08 Service Discovery - Whether to choose CP or AP #

Hello, my name is He Xiaofeng. In the previous lecture, I talked about “how to design a flexible RPC framework”. In summary, it is about how to apply plugins in the RPC framework and construct a microkernel-based RPC framework using a plugin approach. The key point is “pluginization”.

Today, I want to talk to you about the challenges faced by “service discovery” in RPC in the context of a large-scale cluster.

Why do we need service discovery? #

Let’s start with an example. Imagine you need to send an email to a colleague whom you have never worked with before, but you don’t have their email address. What would you do in this situation? If it were me, I would check the company’s corporate directory.
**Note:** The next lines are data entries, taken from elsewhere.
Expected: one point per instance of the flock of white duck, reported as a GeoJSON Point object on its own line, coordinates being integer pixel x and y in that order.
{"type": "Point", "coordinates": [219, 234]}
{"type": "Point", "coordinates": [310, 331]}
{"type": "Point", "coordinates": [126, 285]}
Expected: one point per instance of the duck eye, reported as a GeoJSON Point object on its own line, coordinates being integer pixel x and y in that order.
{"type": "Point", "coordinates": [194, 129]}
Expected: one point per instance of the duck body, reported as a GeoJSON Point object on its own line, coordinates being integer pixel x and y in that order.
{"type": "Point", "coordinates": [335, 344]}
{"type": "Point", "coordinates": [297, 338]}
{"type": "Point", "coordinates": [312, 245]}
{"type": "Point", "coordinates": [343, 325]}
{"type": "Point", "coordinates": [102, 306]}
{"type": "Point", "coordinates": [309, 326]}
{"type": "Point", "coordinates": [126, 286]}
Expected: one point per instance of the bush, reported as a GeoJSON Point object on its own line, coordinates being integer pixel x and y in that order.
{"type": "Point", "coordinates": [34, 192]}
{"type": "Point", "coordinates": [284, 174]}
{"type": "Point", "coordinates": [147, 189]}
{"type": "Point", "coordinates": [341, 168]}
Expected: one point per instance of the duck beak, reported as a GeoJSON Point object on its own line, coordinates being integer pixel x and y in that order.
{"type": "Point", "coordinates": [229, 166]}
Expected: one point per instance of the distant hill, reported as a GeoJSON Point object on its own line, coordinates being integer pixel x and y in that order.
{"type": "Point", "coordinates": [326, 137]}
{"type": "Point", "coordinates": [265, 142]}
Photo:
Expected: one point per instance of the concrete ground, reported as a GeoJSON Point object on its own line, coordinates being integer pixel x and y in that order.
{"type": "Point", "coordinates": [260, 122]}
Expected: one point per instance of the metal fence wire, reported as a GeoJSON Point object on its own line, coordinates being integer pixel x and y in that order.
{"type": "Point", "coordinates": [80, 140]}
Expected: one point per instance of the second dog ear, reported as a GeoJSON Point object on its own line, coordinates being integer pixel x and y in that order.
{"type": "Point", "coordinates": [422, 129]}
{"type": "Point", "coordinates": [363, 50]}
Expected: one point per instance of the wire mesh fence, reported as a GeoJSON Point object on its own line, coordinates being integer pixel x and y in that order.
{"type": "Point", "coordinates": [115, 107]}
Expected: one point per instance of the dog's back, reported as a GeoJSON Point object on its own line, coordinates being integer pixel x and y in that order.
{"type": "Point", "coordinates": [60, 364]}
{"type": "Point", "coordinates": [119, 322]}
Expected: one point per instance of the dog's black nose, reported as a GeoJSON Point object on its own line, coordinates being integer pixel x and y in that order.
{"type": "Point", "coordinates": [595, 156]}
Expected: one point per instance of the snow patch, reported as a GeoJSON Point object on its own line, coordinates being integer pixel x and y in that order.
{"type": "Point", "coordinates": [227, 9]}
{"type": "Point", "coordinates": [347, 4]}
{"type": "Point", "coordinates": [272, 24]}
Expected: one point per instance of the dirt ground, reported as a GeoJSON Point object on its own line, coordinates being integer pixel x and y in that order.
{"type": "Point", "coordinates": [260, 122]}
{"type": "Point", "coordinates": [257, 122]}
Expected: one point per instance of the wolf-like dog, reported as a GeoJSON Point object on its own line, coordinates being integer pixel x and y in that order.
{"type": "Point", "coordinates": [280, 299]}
Similarly, in order to achieve high availability, in a production environment, service providers offer their services externally in the form of clusters. The IP addresses within these clusters can change at any time, so we need a “directory” to promptly obtain the corresponding service nodes. This process of obtaining the nodes is generally referred to as “service discovery”.

For both the service caller and the service provider, their contract is the interface, which is equivalent to the name in the “directory”. The service nodes refer to specific instances that provide this contract. The set of IP addresses serves as the “address book”, allowing us to discover services by obtaining the collection of service IP addresses through the interface. This is the service discovery mechanism in RPC frameworks, as shown in the following figure:

Service registration: When a service provider starts up, it registers the exposed interface with the registry. The registry saves the IP address and interface of this service node.
Service subscription: When a service caller starts up, it goes to the registry to search for and subscribe to the IP addresses of the service provider, and then caches them locally to be used for subsequent remote calls.

Why not use DNS? #

Since service discovery is so powerful, is it difficult to implement? In fact, similar mechanisms have always been around us. If we think about the essence of service discovery, it is to establish a mapping between the interface and the IP address of the service provider. Can’t we replace the IP addresses of the service providers with a unified domain name and use the mature DNS mechanism to achieve this?

Now, let’s take a look at the process of DNS:

If we use DNS to implement service discovery, all service provider nodes are configured under the same domain name. The service consumer can indeed obtain the IP address of a random service provider through DNS and establish a long connection with it. This seems to be fine, but why is this solution rarely used in our industry? If you haven’t thought about this question, you can stop for a moment and consider these two questions:

If an IP port goes offline, can the service consumer remove the service node in a timely manner?
If some service nodes have already been brought online, and I suddenly scale up the service, can the newly added service nodes immediately receive traffic?

The answer to both of these questions is “no”. This is because, in order to improve performance and reduce the load on DNS servers, DNS adopts a multi-level caching mechanism, and the cache time is generally long. In particular, the default cache of the JVM is permanently valid. Therefore, the service consumer cannot perceive changes in the service nodes in a timely manner.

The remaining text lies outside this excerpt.